Ele fita os olhos da mesma, mas os desvia não tão seguros, parecendo estar pensativa enquanto olha para o chão, afagando seus próprios cabelos com os braços apoiados em seus joelhos.
Claryus se aproxima, e faz isso por ele, o acariciando gentilmente com suas unhas compridas e afiadas, semelhantes às de seu irmão.

— Eu falei que não era para você se apegar a uma mortal. Entendo sua insegurança, mas pare de pensar nisso. Eu não te reconheço desse jeito. - Ela se refere a forma que Pyrus normalmente age.

— Eu... Não tô me apegando.

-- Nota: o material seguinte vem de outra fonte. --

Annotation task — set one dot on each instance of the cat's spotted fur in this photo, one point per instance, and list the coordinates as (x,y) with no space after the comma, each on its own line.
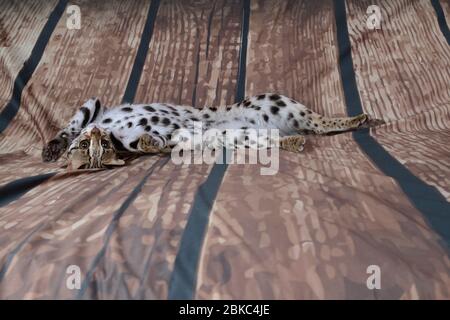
(150,128)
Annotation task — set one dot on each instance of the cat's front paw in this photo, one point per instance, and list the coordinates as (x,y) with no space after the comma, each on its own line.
(54,150)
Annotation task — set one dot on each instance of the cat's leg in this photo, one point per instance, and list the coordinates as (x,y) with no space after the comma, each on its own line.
(149,144)
(88,113)
(294,143)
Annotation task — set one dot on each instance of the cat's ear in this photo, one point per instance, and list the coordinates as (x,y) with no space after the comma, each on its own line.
(113,162)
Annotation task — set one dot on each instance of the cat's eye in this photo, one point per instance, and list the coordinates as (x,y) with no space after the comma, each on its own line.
(84,144)
(105,144)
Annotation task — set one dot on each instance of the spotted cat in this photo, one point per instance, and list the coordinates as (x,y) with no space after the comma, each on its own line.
(95,135)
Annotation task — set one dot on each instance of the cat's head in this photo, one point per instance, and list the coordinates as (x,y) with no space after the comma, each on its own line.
(92,149)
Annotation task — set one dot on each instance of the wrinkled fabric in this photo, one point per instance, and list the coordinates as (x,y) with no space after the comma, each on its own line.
(308,232)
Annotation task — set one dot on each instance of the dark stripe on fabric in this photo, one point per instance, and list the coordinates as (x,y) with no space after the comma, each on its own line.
(96,111)
(441,19)
(135,76)
(12,108)
(424,197)
(17,188)
(86,116)
(113,225)
(11,192)
(183,281)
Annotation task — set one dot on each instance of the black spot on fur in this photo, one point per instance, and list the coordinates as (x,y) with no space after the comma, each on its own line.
(117,143)
(275,97)
(274,110)
(155,119)
(134,144)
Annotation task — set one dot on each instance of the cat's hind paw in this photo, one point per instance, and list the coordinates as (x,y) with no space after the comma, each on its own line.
(293,143)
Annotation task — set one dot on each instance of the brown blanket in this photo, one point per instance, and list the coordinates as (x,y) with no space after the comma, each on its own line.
(156,230)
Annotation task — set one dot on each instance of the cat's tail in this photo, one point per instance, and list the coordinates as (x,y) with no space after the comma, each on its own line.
(319,124)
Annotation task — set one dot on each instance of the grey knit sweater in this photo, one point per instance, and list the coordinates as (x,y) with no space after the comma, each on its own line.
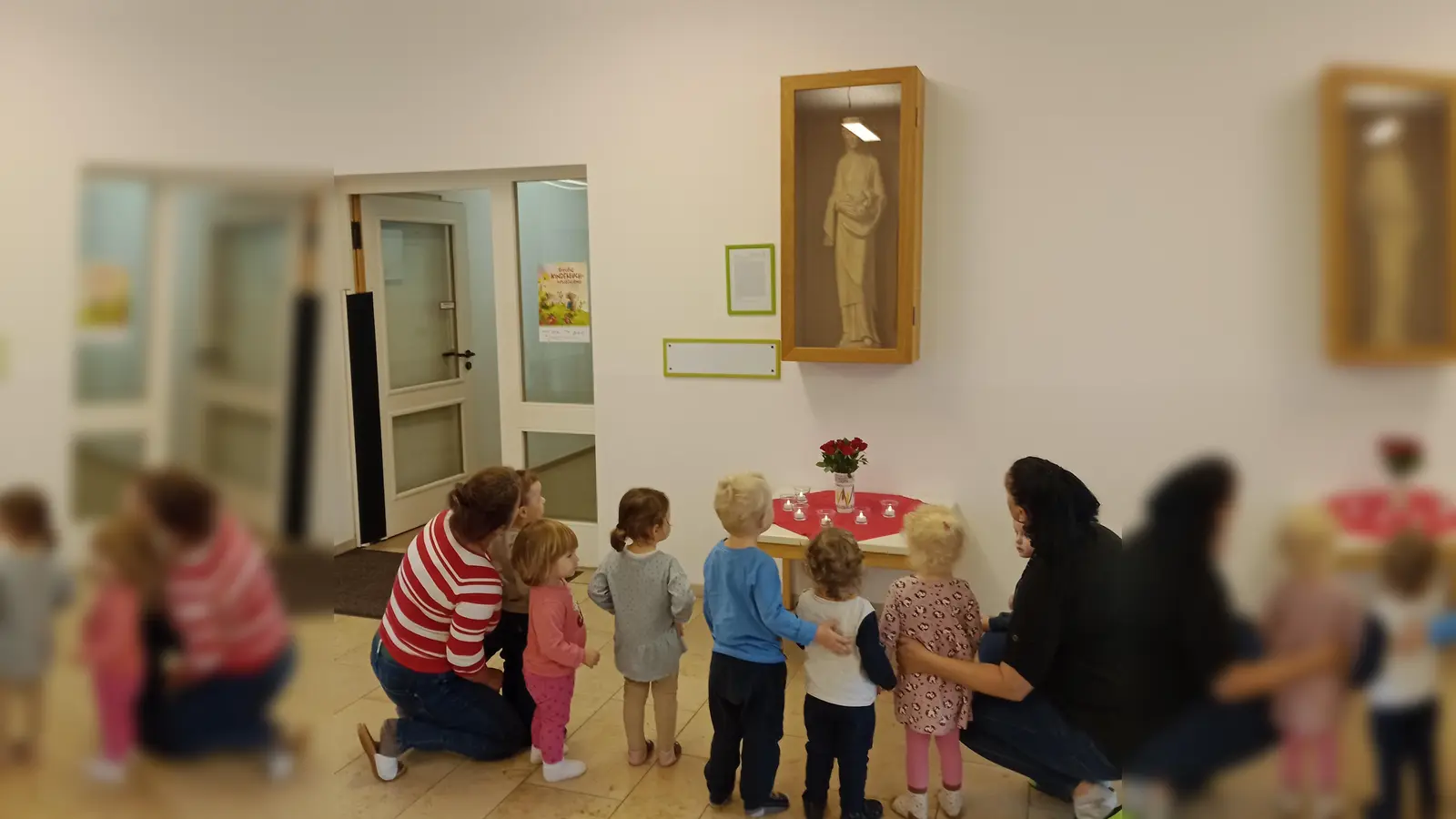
(648,595)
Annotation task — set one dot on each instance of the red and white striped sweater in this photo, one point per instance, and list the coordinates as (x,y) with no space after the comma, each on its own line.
(446,599)
(226,606)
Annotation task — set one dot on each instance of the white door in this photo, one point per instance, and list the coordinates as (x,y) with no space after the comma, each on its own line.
(247,292)
(417,266)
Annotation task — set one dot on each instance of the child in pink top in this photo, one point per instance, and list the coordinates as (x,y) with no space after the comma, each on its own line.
(111,640)
(545,559)
(938,611)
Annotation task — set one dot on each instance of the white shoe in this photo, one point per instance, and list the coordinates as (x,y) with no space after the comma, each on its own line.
(1098,802)
(536,753)
(564,770)
(912,804)
(106,771)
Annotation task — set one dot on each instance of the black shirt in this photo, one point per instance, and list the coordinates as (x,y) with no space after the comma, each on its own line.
(1065,636)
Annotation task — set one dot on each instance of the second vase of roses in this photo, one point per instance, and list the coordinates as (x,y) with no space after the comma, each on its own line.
(842,458)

Só... Tô com um pouco de medo de qual rumo isso vai levar. - Pyrus volta a olhar para sua irmã. - Você sabe, tenho medo de que aconteça o mesmo que aconteceu com o Maboo.

— O Maboo era um babaca, você deveria ter depenado aquele anjo idiota quando teve a chance. Seja otimista, não espere que a sua humana seja como ele. - Então ela para de acariciá-lo, e faz um gesto pedindo pressa, pois o festival estava prestes a começar.

Quebra de tempo

Semanas depois, a rotina no Canadá voltou. Pyrus continuava a exercer seu trabalho como um dançarino, e S/N, sua faculdade e seu emprego na cafeteria, já quase não tinha mais tempo para arte.
Era uma tarde calma e fria de outono, e a garota estava na cafeteria, com seu uniforme nada apropriado ao frio, pois saiu às pressas por ter perdido seu horário depois de uma longa noite saciando a fome por vitalidade de Pyrus.
S/N estava atrás do balcão, pois hoje era seu dia na escala como garçonete. A cafeteria não estava tão cheia como habitualmente, e ficou quieta em um canto até que alguém precise de seu serviço. Esfregando os braços cuidadosamente para esquentá-los, ela olhava para os lados, foi quando alguém familiar entrou na cafeteria. Era um garoto de olhos grandes, mas fitavam os meus com um ódio sem igual. Seus cabelos ondulados e volumosos e sua pele pálida revelava o rosto de Maboo, o que a assusta ao vê-lo na cafeteria, em um lugar que trabalhava há anos e nunca havia o visto ali. Ele se dirigiu ao balcão sem tirar sua atenção da garota, que nunca pensou que estaria com medo de um anjo.

Mas como dito, voltaram a rotina, e era parte dela Pyrus visitar sua garota em seu trabalho todos os dias por sua segurança, e foi o que aconteceu, ele abriu a porta com um sorriso no rosto na direção de S/N, mas ao ver a expressão desconfortável da garota, ele olhou para os lados, e encontrando o mesmo anjo. Eles se encararam de uma forma assustadora, e o clima ficou pesado... O que eles iriam fazer?